User certificates in practice

The Kubernetes API server does not support certificate revocation

(see issue #18982)
As a result, we don't have an easy way to terminate someone's access

(if their key is compromised, or they leave the organization)
Issue short-lived certificates if you use them to authenticate users!

(short-lived = a few hours)
This can be facilitated by e.g.

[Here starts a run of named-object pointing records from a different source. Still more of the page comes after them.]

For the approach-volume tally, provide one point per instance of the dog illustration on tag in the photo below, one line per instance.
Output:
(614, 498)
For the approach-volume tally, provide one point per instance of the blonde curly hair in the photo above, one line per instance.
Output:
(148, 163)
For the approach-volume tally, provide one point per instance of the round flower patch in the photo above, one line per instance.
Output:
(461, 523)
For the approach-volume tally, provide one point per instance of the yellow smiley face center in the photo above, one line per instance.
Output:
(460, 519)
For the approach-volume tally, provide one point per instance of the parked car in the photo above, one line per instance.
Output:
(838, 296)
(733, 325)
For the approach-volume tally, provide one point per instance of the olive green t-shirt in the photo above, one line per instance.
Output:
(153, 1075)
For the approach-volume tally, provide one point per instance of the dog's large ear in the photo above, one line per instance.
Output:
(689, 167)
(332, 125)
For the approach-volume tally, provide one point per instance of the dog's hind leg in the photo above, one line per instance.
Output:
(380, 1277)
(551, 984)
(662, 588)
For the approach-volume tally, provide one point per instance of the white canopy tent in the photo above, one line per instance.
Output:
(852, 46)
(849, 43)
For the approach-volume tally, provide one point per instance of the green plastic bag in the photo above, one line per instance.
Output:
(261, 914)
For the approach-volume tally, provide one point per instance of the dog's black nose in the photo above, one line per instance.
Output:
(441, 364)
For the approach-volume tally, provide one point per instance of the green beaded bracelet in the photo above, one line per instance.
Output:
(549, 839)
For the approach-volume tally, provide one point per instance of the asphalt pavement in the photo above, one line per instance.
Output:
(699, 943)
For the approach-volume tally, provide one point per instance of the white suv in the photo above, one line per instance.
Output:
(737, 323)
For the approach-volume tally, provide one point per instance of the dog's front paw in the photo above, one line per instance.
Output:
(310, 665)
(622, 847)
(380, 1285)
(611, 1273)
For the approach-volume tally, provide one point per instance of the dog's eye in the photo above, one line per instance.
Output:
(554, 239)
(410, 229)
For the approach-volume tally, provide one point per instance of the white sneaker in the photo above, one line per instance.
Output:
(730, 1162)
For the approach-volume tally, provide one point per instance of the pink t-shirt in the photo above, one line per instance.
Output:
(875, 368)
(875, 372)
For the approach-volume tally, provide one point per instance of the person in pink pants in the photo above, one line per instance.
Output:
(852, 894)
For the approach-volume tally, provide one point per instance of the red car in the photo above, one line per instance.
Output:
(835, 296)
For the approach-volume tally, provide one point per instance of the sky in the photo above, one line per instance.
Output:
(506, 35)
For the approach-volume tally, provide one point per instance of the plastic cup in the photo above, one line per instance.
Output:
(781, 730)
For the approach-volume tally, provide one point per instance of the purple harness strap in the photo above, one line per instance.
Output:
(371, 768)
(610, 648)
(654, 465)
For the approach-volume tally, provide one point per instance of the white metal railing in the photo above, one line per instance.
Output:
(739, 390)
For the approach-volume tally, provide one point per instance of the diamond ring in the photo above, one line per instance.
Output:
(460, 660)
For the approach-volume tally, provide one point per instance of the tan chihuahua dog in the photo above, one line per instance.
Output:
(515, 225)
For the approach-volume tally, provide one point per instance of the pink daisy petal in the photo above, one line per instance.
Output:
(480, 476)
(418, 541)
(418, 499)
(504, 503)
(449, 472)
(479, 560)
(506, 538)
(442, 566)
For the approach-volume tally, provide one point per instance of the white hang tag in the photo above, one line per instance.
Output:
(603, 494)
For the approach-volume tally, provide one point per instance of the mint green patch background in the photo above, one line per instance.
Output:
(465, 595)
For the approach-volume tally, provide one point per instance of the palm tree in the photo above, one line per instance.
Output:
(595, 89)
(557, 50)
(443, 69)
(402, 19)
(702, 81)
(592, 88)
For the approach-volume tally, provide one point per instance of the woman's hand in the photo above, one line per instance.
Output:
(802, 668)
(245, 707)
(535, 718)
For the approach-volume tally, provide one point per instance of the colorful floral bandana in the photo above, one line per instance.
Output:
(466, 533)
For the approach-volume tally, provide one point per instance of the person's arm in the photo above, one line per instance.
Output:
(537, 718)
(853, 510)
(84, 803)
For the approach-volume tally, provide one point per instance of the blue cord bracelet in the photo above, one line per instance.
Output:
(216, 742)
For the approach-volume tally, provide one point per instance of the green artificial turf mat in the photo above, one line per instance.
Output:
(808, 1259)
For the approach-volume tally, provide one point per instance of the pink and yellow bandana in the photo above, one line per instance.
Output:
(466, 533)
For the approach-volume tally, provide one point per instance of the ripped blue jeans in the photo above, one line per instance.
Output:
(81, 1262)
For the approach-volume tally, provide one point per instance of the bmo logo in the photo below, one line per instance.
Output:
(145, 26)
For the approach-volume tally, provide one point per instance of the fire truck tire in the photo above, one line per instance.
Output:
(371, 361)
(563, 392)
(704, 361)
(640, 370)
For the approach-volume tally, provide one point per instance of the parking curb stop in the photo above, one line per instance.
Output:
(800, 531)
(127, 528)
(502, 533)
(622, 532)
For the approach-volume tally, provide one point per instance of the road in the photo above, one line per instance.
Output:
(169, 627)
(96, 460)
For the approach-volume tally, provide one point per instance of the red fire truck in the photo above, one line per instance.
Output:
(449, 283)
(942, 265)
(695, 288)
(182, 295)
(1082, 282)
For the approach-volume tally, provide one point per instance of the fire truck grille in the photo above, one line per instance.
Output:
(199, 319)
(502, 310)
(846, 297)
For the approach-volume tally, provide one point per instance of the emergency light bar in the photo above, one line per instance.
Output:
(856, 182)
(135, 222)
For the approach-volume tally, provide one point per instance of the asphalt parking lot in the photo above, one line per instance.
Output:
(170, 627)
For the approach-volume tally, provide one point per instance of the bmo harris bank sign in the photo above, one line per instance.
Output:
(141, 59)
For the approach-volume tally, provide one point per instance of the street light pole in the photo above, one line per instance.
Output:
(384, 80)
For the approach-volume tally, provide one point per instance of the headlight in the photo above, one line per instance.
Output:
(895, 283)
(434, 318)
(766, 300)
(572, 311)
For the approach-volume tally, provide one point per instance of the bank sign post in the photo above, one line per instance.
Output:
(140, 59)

Vault, cert-manager...

What if a certificate is compromised?

Option 1: wait for the certificate to expire

(which is why short-lived certs are convenient!)
Option 2: remove access from that certificate's user and groups
- if that user was bob.smith, create a new user bob.smith.2
- if Bob was in groups dev, create a new group dev.2
- let's agree that this is not a great solution!
Option 3: re-create a new CA and re-issue all certificates
- let's agree that this is an even worse solution!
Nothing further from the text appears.